Connecting the dots

I must be a little slow on the uptake these days as I hadn’t connected Obama’s being biracial when I blogged earlier about the apparent newsworthiness of the experiences of mixed folk.  But it seems my people are rising up and will no longer let “Choose one” boxes keep us down.

Rawn & Maureen

Speaking generally on being brown in Tony Castro’s “King’s ‘Dream’ takes on new life: In Valley, African-Americans have become part of the middle class” from Wednesday’s Los Angeles Daily News is Morris Pichon, 66 (bolding mine):

You learn to avoid where you’re not wanted. You learn to avoid heartbreak. You learn to be invisible, if you can.

Later in the same article, lawyer Erikson Albrecht is quoted as follows:

The younger people are, the more social worlds they have for themselves that aren’t necessarily reflective of their ethnicity…  I’m biracial, and I’ve always kind of lived my life not feeling particularly penned in anywhere, but having multiple circles of friends and multiple worlds that I live in.

But my identity, from an external point of view, I’m African-American to the majority of people in the world.

What’s interesting is that over here on this coast, in today’s New York Daily News, Bronx resident Sandra Boer is quoted by Patrick Huguenin in “Speech Is Life Of Party In Harlem:  Thrilled cafe throng chants ‘Yes we can!’” as follows:

I’m half-Ecuadoran and half-Hungarian…  I always felt like, ‘Where do I fit in?’ And Obama to me is such an interesting, eclectic mix.

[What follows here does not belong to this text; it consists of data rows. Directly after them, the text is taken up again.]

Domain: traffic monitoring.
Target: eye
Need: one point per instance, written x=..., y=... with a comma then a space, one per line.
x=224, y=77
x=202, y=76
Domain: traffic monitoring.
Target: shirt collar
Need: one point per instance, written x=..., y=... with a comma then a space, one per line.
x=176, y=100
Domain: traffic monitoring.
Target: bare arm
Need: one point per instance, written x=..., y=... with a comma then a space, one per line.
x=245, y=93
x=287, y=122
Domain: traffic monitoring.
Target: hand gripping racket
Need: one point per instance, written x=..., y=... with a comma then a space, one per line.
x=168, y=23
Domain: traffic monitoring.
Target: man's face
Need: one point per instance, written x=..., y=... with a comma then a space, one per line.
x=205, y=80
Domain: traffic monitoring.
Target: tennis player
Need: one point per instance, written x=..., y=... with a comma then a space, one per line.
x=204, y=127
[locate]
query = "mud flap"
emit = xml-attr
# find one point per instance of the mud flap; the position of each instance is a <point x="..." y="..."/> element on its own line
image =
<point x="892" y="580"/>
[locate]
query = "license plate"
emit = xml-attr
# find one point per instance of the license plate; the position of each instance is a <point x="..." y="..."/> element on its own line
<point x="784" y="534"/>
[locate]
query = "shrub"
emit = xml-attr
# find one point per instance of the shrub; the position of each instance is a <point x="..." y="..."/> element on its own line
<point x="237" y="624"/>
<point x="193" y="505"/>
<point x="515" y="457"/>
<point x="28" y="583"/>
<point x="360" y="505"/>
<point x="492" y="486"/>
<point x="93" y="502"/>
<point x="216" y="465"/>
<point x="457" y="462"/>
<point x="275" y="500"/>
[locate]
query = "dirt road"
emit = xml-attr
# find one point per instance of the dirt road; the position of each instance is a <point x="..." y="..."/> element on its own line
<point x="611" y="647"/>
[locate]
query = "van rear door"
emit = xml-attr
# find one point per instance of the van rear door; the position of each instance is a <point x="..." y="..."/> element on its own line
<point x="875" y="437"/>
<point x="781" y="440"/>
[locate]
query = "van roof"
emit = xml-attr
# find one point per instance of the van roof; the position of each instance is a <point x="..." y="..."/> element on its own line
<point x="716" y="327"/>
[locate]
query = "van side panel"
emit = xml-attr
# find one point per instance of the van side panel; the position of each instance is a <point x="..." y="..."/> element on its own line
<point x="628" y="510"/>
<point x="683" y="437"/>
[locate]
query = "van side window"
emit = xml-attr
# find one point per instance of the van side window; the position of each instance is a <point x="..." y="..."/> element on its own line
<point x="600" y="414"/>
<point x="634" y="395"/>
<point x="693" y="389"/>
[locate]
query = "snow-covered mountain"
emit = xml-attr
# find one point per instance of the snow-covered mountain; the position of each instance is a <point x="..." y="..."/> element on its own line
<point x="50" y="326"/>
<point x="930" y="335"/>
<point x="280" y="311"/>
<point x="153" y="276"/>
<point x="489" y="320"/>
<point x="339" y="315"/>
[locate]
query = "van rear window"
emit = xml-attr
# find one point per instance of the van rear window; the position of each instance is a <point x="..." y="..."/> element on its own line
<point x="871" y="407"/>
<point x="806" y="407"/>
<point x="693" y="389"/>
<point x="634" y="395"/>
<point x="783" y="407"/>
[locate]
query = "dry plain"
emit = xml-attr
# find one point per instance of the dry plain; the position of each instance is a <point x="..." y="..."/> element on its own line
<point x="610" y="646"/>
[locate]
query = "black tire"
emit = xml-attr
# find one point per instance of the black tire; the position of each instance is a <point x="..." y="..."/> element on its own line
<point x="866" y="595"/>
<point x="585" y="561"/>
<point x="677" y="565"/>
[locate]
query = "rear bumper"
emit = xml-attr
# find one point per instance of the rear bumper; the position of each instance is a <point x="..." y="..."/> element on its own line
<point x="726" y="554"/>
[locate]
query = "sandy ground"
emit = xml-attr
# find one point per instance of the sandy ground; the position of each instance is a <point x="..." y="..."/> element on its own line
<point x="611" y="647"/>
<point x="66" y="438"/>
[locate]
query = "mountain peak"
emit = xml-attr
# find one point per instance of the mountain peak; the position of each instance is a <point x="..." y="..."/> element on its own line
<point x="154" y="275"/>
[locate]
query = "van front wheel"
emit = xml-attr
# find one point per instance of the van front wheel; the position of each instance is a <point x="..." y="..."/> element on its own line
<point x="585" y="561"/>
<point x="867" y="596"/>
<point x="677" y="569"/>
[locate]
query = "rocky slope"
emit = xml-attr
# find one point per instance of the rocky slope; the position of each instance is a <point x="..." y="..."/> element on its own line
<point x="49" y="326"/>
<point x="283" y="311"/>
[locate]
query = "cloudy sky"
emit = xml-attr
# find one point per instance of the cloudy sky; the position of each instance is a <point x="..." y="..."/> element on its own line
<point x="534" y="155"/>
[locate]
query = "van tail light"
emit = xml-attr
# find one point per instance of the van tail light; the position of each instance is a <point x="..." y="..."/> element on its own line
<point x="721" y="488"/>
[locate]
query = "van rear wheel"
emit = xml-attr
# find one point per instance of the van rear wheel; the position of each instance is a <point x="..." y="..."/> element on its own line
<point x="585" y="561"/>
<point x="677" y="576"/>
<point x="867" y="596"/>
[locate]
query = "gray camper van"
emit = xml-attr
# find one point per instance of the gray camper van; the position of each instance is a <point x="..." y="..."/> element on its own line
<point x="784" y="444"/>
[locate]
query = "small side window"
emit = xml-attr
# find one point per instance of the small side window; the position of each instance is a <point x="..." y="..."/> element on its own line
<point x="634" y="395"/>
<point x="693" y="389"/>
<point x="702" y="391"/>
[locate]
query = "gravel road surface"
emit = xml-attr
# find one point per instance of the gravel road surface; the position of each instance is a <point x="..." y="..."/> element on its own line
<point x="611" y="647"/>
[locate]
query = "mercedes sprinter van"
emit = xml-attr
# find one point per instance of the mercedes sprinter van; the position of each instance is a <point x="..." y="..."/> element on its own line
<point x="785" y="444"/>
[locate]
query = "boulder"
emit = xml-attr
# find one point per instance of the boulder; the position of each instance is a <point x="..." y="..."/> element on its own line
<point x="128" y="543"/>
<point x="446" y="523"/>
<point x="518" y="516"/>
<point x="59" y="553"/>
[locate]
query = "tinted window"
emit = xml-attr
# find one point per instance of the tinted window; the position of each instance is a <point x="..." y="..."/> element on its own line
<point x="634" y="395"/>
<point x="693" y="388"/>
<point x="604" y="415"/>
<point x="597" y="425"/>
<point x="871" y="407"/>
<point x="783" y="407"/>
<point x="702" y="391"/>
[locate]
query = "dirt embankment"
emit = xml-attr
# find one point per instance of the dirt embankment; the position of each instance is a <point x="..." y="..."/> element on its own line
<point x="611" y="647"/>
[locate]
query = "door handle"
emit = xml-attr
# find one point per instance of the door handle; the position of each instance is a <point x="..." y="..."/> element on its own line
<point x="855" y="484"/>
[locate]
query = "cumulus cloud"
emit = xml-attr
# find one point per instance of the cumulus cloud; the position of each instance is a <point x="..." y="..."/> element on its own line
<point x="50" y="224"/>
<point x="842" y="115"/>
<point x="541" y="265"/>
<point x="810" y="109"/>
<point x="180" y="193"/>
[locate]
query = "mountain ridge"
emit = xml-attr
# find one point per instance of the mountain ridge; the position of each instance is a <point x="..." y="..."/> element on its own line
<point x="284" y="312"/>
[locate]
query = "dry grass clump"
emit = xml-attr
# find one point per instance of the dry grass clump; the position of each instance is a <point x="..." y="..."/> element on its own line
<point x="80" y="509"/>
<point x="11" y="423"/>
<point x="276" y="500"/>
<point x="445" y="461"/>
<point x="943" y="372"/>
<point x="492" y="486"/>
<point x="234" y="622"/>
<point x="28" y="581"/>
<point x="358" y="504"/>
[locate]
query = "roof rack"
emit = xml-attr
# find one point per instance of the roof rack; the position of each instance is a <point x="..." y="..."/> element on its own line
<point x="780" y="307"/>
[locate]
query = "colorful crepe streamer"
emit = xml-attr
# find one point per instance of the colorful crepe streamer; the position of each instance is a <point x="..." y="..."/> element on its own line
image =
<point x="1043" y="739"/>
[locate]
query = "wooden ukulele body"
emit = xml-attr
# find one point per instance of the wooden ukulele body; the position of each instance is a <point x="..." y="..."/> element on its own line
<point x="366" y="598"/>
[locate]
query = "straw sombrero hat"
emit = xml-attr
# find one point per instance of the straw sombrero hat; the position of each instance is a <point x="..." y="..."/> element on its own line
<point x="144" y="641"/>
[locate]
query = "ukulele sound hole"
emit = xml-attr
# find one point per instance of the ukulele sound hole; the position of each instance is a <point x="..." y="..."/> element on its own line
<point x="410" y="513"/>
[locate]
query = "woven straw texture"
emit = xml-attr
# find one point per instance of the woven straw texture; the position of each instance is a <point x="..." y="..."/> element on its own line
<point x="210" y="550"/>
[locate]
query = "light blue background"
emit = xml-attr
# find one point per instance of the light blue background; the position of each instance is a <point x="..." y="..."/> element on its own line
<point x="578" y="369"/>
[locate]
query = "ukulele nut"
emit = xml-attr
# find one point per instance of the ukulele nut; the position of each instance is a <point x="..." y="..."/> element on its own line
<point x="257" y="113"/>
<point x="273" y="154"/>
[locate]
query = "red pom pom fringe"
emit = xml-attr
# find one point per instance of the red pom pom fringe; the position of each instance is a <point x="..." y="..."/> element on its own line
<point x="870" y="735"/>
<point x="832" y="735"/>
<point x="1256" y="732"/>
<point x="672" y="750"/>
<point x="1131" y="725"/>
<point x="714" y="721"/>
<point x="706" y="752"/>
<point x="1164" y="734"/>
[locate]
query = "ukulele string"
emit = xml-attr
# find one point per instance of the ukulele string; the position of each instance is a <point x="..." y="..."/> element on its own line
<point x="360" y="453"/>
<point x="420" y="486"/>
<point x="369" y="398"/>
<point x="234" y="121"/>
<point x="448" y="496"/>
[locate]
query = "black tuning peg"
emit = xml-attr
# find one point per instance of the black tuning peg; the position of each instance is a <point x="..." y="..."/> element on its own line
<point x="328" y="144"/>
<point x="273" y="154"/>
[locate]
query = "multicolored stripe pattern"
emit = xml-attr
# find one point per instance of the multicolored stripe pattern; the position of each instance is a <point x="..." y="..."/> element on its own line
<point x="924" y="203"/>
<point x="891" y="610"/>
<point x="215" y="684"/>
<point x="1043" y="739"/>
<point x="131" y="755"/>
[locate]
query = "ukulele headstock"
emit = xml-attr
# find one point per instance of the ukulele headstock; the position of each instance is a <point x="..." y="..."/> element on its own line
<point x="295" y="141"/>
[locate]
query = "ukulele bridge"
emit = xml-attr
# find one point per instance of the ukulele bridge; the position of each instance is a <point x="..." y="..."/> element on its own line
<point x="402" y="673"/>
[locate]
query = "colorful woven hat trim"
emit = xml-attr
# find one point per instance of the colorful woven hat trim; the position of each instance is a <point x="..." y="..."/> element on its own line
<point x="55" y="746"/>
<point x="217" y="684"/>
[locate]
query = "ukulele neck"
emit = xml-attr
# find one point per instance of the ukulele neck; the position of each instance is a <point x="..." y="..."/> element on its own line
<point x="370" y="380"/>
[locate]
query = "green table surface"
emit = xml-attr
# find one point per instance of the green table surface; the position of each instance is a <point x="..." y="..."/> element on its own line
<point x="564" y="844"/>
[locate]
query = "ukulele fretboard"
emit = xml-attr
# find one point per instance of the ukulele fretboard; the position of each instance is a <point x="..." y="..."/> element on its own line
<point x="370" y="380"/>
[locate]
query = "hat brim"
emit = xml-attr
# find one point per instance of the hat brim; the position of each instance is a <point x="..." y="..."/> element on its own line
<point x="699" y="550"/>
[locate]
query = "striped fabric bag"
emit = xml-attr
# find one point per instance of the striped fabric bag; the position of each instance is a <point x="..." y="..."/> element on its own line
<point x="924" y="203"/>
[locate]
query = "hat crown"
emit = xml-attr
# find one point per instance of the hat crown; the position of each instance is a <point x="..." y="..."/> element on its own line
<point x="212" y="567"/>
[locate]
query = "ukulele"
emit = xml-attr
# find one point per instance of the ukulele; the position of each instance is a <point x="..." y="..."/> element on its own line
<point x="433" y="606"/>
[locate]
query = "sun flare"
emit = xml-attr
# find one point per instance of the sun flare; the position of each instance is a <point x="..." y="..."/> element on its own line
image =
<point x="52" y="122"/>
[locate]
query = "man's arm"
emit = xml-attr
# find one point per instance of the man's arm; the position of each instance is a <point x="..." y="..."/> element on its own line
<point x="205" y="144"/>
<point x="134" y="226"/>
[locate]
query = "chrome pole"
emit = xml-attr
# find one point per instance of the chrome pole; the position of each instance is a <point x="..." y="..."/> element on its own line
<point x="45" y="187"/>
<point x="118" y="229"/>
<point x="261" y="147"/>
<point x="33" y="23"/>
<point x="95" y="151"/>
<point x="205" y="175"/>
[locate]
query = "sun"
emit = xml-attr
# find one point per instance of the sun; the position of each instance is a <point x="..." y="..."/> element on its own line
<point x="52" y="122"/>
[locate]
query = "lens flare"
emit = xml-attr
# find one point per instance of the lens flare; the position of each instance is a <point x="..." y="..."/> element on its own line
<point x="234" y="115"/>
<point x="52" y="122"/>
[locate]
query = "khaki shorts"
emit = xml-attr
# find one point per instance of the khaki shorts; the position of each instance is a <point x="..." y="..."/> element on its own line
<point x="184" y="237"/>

He can understand a wide range of people, and he has woken up passion in people.

What’s curious to me is that on one side, people whose racial count >1 say that the ambiguity of their club membership is isolating (“internal loneliness” per Jolanda Williams).  On the other side, it’s liberating, to not be penned in, to be able to move between two worlds.

For me, I’d have to say that both experiences are true (I have not yet made the grid that sums upside vs. downside).  I do wonder if my observed childhood tendency to isolate myself from others was then reinforced by continuous messaging from those around me: I was different and did not belong in the club operated by the dominant status quo.  As PZ Myers wrote in “Variant Genes-In-Waiting,” Seed Magazine:

Development is a plastic process in which organisms respond not just to a genetic program, but also interact with the environment … Raise the temperature of the developing organism enough to force it to struggle to cope, but not enough to seriously injure it, and sometimes surprising and unpredictable changes occur…

All of this, perhaps, is why I have to disagree with one paragraph in today’s “His rise reflects promise of a generation,” penned by Errol Louis for the New York Daily News:

The question is whether America is ready to bid goodbye to the bias of the past and entrust a brilliant, gifted man with the highest office in the land without regard to the color of his skin.

I think that to ignore the insights and character that have surely come from Obama’s having experienced the tension between how he views himself and how he is viewed, from knowing how it feels to be an outsider, from also being able to move in different spheres –

To truly disregard the color of his skin and all the upsides and downsides that have come with that –

I mean, really; again from the Seed article:

each of us differs from our unrelated fellows by approximately 3 million (out of 3 billion) nucleotides (0.1%)

But that 0.1% has downstream impacts significantly larger than 0.1%.  So to ignore the color of his skin doesn’t make sense to me.  It’s my belief that he is that much more suited to the office because of the color(s) if his skin, and all that entails.

Am I off the mark on this?

(And by ‘off the mark’ I don’t mean ‘politically incorrect’ (<– yawn!); I mean ‘thinking suboptimally’.)